Sign Petition to stop Venture Tax - cgherb911
http://annualmeeting.nvca.org/index.php?option=com_content&view=article&id=61&Itemid=56

======
anigbrowl
I was rather skeptical of this due to the absence of specific detail on what
was going to be taxed and how.

It seems reform proposals include the idea of taxing a _fund manager's_ share
of a fund's annual profits, known as 'carried interest' - a performance bonus
in addition to regular management fees, sometimes as high as 20% - as ordinary
income. Currently it is booked as capital gains, although the fund manager may
not have invested any capital. You can find out if a fund manager is invested
in their own fund by reading the 'Statement of Additional Information' (SAI)
on their website/prospectus.

 _Investors_ in a VC fund would continue to be taxed under capital gains
provisions, as they are now. Also, a fund manager's own capital investment in
a fund would be continue to be taxed as capital gains; only the amount paid as
a performance bonus for success in managing _other_ people's money would be
taxed as income.

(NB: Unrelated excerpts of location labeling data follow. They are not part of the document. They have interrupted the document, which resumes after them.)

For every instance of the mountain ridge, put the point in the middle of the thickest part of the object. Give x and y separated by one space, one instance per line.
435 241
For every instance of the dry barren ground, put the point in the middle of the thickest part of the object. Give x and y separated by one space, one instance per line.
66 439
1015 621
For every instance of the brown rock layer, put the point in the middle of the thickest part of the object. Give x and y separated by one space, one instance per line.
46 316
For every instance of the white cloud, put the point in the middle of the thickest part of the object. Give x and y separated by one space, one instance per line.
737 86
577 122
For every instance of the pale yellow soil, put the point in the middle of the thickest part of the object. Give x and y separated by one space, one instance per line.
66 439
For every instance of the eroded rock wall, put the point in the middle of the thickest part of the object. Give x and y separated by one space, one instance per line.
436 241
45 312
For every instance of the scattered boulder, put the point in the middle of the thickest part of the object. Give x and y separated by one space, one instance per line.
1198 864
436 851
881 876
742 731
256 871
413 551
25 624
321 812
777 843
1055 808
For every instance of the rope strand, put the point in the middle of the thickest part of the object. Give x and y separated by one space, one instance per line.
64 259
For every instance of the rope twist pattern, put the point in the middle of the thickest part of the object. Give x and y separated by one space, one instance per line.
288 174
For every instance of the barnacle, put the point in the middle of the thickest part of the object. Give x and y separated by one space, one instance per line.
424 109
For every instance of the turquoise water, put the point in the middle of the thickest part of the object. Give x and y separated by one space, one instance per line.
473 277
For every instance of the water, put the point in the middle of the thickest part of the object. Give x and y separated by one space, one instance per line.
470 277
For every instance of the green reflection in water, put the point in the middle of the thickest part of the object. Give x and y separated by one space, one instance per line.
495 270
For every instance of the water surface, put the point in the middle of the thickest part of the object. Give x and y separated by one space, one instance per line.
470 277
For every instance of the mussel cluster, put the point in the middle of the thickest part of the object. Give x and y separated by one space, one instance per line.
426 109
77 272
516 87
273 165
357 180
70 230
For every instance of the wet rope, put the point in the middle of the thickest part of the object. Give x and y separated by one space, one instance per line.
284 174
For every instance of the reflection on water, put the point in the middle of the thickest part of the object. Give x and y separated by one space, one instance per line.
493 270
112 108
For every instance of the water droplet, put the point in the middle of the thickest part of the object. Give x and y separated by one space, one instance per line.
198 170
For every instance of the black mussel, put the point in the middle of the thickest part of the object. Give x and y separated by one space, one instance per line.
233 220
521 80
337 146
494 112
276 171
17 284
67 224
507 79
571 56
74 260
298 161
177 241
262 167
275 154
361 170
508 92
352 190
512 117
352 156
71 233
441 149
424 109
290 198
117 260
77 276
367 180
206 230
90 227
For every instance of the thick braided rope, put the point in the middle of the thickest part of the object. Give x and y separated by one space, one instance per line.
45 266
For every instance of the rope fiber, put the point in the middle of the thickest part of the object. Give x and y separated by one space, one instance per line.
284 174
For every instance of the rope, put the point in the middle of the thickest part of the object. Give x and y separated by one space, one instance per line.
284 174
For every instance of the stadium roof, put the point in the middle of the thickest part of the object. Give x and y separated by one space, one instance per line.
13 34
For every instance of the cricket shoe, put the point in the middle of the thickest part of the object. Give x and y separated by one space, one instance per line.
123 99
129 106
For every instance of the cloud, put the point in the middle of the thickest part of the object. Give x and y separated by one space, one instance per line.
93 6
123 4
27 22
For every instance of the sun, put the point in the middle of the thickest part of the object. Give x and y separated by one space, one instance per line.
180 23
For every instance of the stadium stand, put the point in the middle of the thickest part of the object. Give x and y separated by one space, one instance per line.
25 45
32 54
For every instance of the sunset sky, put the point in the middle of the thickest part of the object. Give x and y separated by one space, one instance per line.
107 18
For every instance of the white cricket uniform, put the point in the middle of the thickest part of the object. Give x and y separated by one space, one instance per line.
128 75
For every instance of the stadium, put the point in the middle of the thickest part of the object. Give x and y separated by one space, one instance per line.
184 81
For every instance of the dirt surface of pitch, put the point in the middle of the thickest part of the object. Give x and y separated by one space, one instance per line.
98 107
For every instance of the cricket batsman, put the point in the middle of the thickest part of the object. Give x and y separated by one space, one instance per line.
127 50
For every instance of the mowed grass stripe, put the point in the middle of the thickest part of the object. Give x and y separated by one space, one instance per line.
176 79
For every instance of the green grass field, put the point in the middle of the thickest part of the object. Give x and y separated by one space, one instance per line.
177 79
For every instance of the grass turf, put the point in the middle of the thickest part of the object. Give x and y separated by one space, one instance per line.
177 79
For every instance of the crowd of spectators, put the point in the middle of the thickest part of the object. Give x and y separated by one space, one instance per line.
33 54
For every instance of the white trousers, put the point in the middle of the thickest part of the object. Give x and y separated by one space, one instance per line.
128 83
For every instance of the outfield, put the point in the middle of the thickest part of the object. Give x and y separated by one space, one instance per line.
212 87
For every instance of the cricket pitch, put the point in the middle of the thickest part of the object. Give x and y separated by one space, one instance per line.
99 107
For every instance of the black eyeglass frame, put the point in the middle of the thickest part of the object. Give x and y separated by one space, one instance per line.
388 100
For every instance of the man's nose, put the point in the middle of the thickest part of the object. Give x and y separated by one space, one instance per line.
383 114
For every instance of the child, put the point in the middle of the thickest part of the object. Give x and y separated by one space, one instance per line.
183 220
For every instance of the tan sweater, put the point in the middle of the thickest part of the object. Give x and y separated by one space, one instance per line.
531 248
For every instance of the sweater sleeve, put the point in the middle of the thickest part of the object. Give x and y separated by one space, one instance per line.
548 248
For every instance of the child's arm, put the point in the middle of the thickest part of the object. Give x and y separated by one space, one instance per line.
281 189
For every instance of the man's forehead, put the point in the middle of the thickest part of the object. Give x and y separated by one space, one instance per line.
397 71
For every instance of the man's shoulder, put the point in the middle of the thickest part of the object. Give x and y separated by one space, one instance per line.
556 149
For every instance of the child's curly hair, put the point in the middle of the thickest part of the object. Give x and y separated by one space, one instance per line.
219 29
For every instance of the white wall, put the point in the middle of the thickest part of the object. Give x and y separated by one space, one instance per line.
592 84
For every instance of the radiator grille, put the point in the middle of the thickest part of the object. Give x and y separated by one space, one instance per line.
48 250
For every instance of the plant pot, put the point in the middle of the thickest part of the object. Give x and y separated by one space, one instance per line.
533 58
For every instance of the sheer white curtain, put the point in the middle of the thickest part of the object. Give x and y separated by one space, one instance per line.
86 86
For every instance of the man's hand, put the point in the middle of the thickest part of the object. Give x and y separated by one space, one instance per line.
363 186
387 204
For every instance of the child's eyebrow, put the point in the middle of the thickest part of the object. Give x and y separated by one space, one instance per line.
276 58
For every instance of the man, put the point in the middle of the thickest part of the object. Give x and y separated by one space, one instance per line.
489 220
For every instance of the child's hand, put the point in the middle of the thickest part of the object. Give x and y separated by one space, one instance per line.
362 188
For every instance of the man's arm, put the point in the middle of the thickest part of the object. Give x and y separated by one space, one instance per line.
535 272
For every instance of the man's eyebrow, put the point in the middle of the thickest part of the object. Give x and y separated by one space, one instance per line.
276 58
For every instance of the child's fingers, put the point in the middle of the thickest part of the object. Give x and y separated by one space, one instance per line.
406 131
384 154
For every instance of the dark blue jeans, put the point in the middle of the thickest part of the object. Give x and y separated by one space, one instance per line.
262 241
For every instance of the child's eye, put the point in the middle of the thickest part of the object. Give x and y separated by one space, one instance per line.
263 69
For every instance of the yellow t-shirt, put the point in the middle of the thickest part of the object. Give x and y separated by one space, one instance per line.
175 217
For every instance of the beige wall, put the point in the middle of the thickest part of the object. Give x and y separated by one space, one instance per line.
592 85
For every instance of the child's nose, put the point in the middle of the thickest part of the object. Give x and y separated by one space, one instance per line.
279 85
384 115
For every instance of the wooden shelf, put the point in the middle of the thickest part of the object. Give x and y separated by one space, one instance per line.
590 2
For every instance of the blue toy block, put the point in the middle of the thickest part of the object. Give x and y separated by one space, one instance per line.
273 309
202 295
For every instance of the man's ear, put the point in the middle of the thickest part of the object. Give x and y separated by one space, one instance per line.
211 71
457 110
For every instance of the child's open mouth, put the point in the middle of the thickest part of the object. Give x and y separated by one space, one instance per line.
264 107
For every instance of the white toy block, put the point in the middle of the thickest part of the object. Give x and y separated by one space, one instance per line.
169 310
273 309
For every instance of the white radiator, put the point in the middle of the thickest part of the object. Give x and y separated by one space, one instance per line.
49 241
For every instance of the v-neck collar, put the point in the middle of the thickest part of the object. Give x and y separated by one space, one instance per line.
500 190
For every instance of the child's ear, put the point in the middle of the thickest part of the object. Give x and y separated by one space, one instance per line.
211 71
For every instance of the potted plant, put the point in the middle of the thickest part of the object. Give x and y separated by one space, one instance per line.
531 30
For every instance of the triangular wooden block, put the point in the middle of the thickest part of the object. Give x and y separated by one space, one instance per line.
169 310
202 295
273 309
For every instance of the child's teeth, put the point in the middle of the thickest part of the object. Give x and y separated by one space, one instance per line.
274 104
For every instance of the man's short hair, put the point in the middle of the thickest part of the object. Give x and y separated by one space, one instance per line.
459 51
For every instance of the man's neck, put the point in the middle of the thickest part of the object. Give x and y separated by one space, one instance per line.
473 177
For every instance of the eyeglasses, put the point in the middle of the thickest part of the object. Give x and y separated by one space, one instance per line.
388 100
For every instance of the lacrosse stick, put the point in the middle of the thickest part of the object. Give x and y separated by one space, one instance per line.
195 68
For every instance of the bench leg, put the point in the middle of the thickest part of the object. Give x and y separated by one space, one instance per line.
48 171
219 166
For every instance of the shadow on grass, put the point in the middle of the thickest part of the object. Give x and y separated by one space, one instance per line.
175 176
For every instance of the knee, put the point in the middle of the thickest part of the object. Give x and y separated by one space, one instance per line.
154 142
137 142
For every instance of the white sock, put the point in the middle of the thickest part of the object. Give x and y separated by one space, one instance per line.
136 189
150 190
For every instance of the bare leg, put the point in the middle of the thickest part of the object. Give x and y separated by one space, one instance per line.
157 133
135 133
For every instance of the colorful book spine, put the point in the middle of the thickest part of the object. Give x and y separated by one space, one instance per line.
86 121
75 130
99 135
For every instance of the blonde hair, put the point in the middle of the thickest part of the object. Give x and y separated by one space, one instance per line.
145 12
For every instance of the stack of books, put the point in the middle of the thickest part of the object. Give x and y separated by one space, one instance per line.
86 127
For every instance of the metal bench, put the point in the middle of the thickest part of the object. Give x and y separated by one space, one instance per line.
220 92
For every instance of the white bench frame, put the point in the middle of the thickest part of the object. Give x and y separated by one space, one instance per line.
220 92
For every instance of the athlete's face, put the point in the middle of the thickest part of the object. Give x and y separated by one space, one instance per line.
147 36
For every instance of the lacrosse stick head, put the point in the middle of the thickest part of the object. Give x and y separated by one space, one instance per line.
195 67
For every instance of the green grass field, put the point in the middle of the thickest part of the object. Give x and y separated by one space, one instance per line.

Losses would continue to be offsettable for tax purposes as
they are at present, it seems.

[http://www.businessweek.com/news/2010-05-13/senators-seek-
ve...](http://www.businessweek.com/news/2010-05-13/senators-seek-venture-
capitalist-waiver-from-fund-tax-update1-.html) has some additional
information, and
[http://webcache.googleusercontent.com/search?q=cache:WBne-r3...](http://webcache.googleusercontent.com/search?q=cache:WBne-r3bULsJ:www.icsc.org/government/toolkits/CI%2520Bill%2520Language.doc+%22carried+interest%22+thomas.loc.gov&cd=3&hl=en&ct=clnk&gl=us)
reprints the relevant language in the house bill.